A bill requiring Hawaii Internet providers to retain the records of their customers for at least two years was shelved Thursday by a state House committee after a cross section of the information technology community slammed the bill for being too broad, Draconian and expensive, and for raising the potential to create more cybervictims.
House Bill 2288 is being pushed by Hawaii law enforcement officials who say they need help tracking down a new generation of criminals who use the Internet to steal personal information from unsuspecting computer users.
"Often these crimes are discovered months after the theft has occurred and the Internet service providers’ records are no longer available for examination," said Honolulu police Capt. Lester Hite of the Criminal Investigation Division. "Cases are often closed because we are unable to obtain this type of valuable evidence to further the investigation."
Honolulu Deputy Prosecutor Chris Van Marter, who heads the White Collar Crime Unit, said his office is forced to drop about 25 percent of cyber-related cases because Internet service providers say they cannot produce key information.
The law enforcement officials said they mostly want to be able to track where a suspected criminal might be operating. But the bill also called for service providers to retain where people go on the Internet.
A slew of Internet and cellphone providers, as well as computer privacy advocates, raised strong objections Thursday before the House Economic Revitalization and Business Committee.
Jeannine Souki, who spoke on behalf the State Privacy and Security Coalition, made up of technology companies and trade associations, said the House measure is far broader than the federal data retention bill now being debated in Congress.
"This bill would require retention of an unspecified range of subscriber information, IP (Internet provider) assignment data and domain and host name Web destination data," Souki said.

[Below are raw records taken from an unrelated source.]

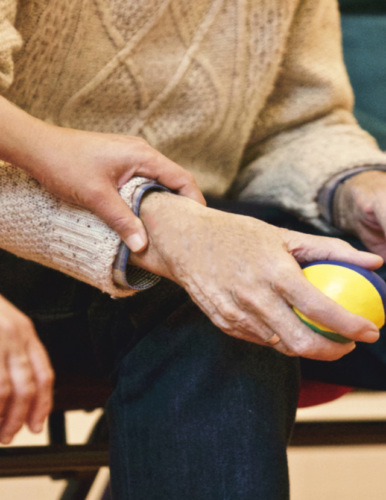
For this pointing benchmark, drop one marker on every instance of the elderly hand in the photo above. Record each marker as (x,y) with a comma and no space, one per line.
(360,209)
(26,376)
(88,168)
(244,275)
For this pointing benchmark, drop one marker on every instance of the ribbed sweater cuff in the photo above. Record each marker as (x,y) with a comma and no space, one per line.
(84,247)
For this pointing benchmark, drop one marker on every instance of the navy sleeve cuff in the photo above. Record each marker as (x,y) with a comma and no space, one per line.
(327,192)
(126,275)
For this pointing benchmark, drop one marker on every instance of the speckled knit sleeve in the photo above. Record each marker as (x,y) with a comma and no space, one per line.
(10,41)
(309,132)
(37,226)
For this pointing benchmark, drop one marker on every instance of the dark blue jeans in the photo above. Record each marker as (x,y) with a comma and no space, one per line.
(195,413)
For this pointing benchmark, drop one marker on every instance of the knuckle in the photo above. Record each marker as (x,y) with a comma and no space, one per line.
(47,379)
(8,327)
(5,390)
(300,347)
(26,391)
(229,313)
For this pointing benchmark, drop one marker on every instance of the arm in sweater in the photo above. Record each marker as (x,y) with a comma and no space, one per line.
(309,131)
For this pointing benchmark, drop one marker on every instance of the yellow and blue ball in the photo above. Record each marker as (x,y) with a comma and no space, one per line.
(358,290)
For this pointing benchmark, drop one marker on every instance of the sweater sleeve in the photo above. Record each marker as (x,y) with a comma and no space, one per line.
(37,226)
(10,42)
(306,133)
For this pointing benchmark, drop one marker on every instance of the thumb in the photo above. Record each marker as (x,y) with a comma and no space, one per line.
(113,210)
(312,248)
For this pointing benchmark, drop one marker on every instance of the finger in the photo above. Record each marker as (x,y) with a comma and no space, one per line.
(22,395)
(107,204)
(295,338)
(310,248)
(258,318)
(5,387)
(314,304)
(41,406)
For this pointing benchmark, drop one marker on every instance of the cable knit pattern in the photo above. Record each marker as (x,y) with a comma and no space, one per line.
(37,226)
(250,95)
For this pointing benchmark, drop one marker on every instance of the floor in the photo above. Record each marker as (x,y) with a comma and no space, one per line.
(343,473)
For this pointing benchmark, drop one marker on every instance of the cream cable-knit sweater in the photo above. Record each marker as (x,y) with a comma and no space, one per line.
(250,95)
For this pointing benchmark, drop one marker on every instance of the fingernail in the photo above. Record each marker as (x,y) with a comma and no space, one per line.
(37,427)
(136,242)
(353,347)
(6,439)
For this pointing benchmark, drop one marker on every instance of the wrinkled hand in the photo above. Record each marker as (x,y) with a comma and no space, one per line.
(26,376)
(244,275)
(360,209)
(87,169)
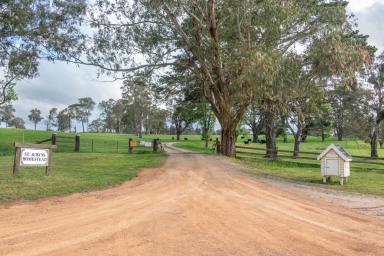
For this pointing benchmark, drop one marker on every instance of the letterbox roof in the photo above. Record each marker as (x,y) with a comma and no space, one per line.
(339,151)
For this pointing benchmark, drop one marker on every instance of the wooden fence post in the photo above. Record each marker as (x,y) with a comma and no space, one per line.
(155,145)
(16,162)
(130,145)
(77,143)
(218,147)
(53,139)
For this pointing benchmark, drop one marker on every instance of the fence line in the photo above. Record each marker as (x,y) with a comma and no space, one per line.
(257,155)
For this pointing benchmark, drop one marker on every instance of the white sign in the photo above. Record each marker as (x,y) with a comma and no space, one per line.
(146,144)
(34,157)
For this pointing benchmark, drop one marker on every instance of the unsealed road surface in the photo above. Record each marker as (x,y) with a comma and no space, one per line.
(193,205)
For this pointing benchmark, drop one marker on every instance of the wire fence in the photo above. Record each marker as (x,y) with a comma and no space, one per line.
(308,158)
(69,143)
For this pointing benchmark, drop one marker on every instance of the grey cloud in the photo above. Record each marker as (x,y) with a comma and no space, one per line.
(371,22)
(58,85)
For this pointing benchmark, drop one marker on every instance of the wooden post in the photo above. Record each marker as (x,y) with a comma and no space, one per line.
(218,150)
(77,143)
(16,162)
(48,168)
(155,145)
(17,158)
(129,145)
(53,139)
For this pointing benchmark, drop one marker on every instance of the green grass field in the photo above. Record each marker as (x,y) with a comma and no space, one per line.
(88,171)
(71,172)
(365,178)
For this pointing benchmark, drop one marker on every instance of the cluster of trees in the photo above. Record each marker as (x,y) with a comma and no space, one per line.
(277,66)
(7,115)
(141,110)
(63,120)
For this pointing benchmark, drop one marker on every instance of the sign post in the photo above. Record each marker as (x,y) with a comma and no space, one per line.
(33,155)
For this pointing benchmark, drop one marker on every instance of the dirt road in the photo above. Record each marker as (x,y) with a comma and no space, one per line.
(192,205)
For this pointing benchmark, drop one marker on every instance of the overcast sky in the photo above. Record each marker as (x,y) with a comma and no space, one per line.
(60,84)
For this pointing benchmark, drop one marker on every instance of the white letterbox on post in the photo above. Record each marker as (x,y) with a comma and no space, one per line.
(335,161)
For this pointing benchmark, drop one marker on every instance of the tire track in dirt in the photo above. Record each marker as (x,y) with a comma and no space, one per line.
(193,205)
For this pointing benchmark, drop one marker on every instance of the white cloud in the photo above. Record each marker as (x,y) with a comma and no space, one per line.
(359,5)
(370,21)
(59,85)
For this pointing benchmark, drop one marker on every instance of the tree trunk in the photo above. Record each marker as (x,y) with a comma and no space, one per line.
(322,134)
(339,133)
(178,133)
(285,137)
(255,133)
(270,134)
(374,152)
(228,145)
(255,137)
(296,148)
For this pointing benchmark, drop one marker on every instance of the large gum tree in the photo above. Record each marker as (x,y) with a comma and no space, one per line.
(217,40)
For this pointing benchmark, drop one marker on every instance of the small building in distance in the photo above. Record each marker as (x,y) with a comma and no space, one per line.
(335,161)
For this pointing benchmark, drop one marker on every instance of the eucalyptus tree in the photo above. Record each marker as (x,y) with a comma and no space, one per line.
(32,30)
(84,110)
(106,115)
(377,80)
(7,114)
(254,118)
(35,116)
(304,97)
(206,119)
(216,40)
(183,116)
(17,122)
(63,121)
(138,97)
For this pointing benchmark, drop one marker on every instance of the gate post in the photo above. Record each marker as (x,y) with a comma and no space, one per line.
(218,147)
(77,143)
(130,145)
(53,139)
(155,145)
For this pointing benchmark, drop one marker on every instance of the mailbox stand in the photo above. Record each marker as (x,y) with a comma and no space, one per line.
(33,161)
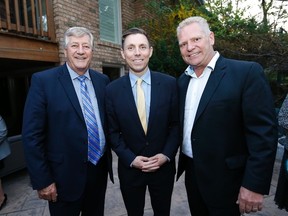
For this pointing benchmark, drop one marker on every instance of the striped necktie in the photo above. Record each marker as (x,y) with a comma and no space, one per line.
(94,151)
(141,105)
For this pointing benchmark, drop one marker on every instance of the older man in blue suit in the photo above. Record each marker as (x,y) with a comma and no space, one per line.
(57,134)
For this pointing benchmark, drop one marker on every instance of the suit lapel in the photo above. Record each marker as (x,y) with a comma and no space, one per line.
(67,84)
(211,86)
(99,91)
(155,95)
(129,101)
(183,83)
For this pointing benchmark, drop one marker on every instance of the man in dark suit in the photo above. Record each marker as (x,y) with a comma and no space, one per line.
(55,136)
(228,125)
(146,149)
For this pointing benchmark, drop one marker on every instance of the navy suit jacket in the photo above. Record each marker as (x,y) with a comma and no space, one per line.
(54,132)
(126,134)
(234,137)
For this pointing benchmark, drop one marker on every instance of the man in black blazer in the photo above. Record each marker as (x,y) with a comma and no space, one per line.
(146,153)
(228,127)
(55,135)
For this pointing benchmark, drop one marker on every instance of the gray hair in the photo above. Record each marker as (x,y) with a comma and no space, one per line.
(195,19)
(78,32)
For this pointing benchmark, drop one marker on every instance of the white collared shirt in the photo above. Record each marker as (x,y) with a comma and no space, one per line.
(193,95)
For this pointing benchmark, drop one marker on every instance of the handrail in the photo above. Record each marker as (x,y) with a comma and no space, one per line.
(32,18)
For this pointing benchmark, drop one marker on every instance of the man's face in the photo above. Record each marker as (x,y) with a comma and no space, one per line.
(137,52)
(196,47)
(79,53)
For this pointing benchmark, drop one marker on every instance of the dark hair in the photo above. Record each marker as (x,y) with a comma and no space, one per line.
(134,30)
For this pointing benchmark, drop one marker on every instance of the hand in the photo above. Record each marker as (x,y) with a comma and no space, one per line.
(249,201)
(139,162)
(154,163)
(49,193)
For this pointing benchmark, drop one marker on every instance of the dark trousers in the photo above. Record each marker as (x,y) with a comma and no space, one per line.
(92,201)
(197,205)
(160,186)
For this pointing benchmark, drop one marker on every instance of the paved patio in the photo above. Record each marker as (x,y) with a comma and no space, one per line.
(23,201)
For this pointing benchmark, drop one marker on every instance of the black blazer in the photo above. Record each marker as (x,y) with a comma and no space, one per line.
(54,132)
(125,131)
(234,134)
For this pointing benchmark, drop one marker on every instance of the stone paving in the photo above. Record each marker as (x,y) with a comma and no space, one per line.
(23,201)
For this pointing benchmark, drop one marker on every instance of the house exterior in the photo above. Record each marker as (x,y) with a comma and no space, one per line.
(31,37)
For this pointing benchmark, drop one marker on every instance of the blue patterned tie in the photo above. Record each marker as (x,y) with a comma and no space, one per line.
(94,151)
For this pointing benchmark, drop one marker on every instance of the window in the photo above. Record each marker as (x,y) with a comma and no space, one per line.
(110,20)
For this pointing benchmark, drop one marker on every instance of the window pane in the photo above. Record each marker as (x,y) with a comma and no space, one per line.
(109,11)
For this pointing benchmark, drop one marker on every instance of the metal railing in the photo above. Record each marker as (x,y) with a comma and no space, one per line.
(33,18)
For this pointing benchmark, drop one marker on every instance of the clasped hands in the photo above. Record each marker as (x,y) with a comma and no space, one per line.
(249,201)
(149,164)
(49,193)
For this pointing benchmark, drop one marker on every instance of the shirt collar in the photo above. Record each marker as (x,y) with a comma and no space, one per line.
(74,75)
(145,77)
(211,65)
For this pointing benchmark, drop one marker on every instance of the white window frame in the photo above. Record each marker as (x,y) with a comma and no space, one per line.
(112,21)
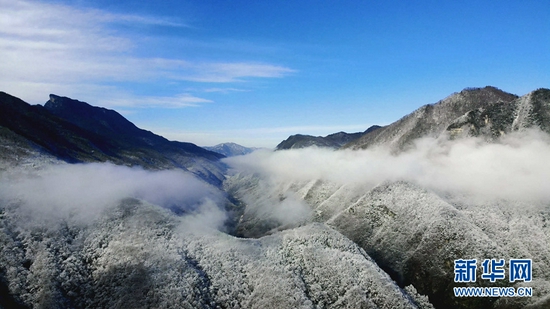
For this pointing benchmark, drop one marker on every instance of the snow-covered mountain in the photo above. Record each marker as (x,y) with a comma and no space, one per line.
(432,119)
(380,227)
(335,140)
(230,149)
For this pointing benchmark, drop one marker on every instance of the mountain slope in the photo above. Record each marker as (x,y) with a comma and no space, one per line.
(75,131)
(230,149)
(493,121)
(137,255)
(335,140)
(431,120)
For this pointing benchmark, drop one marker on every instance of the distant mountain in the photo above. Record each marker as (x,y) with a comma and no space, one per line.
(230,149)
(334,141)
(432,119)
(75,131)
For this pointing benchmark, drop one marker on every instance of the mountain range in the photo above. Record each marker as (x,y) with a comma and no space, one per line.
(230,149)
(75,131)
(88,220)
(334,141)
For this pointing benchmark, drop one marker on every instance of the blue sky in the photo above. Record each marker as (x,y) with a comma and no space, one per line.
(255,72)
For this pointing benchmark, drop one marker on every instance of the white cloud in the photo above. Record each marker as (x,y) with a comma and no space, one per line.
(79,49)
(516,168)
(83,191)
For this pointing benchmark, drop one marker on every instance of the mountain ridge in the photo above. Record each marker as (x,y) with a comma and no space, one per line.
(78,132)
(431,119)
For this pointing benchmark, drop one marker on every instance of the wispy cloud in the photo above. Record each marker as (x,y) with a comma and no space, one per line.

Requiring service providers to store so much information is not only financially impractical, but increases the potential for subscriber information to be stolen, she said.
"The bill appears to assume that IP addresses correlate with individual subscriber data," Souki said. "This is not the case, especially in wireless networks where IP address assignments are often recycled with each cell tower as a user approaches."
Requiring the retention of the data also raises the privacy risk to Internet users, Souki said.
"Mandating that these data be retained would serve as a magnet for a host of intrusive requests from such people as litigants in civil cases involving divorce, unemployment, politically motivated lawsuits and administrative investigations."
Gordon Bruce, the city’s chief information officer, warned that the city would need to shut down free municipal wireless service at various hot spots around Oahu if the bill is passed. Companies that now provide the service would have no incentive to continue doing so if they are forced to capture and store the data as required by the bill.
Committee Chairman Rep. Angus McElvey urged HPD and prosecutors to get together with Internet service providers to discuss how they could obtain the information without legislation.
McElvey said he also wants to see what the federal government does this year on Internet legislation. Strong and vocal opposition has been raised against recent Internet-related legislation, including the Stop Online Piracy Act in the U.S. House and the Protect IP Act in the Senate. Both, designed to fight Internet piracy outside the U.S., are decried by critics as forms of censorship.